AFROFUTURISM & MARVEL’S BLACK PANTHER

“The 2008 Presidential election signaled the transformation of both American and world society in the acceptance of the African diaspora and its cultural importance on the world stage. From jazz to hip hop, from Maya Angelou to Toni Morrison, from Jackie Robinson to Colin Kaepernick, African American excellence inspired people from every nation and culture. Despite setbacks and resistance, popular demand for new ideas broke through an important barrier in 2018 with the cinematic release of the Marvel Cinematic Universe’s film, Black Panther.
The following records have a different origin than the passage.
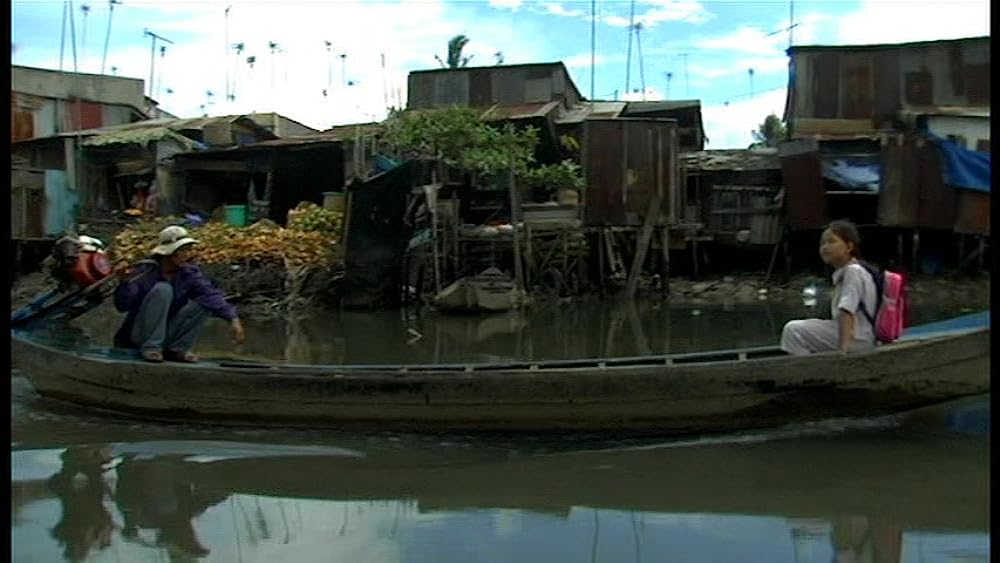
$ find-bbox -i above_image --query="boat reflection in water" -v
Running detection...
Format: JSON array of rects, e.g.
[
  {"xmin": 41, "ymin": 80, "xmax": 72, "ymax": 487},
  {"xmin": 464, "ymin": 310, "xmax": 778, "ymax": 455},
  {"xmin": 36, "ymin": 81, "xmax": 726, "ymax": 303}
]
[{"xmin": 12, "ymin": 421, "xmax": 989, "ymax": 563}]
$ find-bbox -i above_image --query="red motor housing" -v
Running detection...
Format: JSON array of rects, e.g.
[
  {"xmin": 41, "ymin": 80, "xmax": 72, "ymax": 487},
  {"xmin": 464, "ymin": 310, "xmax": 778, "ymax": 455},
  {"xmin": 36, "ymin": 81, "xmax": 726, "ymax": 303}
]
[{"xmin": 69, "ymin": 251, "xmax": 112, "ymax": 287}]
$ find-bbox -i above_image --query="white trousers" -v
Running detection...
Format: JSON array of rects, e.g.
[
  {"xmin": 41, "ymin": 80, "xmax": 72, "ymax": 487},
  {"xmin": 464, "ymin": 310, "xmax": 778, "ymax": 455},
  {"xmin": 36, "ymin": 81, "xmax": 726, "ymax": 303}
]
[{"xmin": 781, "ymin": 319, "xmax": 875, "ymax": 356}]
An international phenomenon, the film presented a vision of a futuristic, African nation – Wakanda. It offered its audiences a glimpse of world without slavery, segregation, and injustice, if they had the courage to pursue it. became a part of the world’s imagination, and the Black Speculative Arts Movement moved into a dozen countries inspiring new generations to break the shackles of the past.”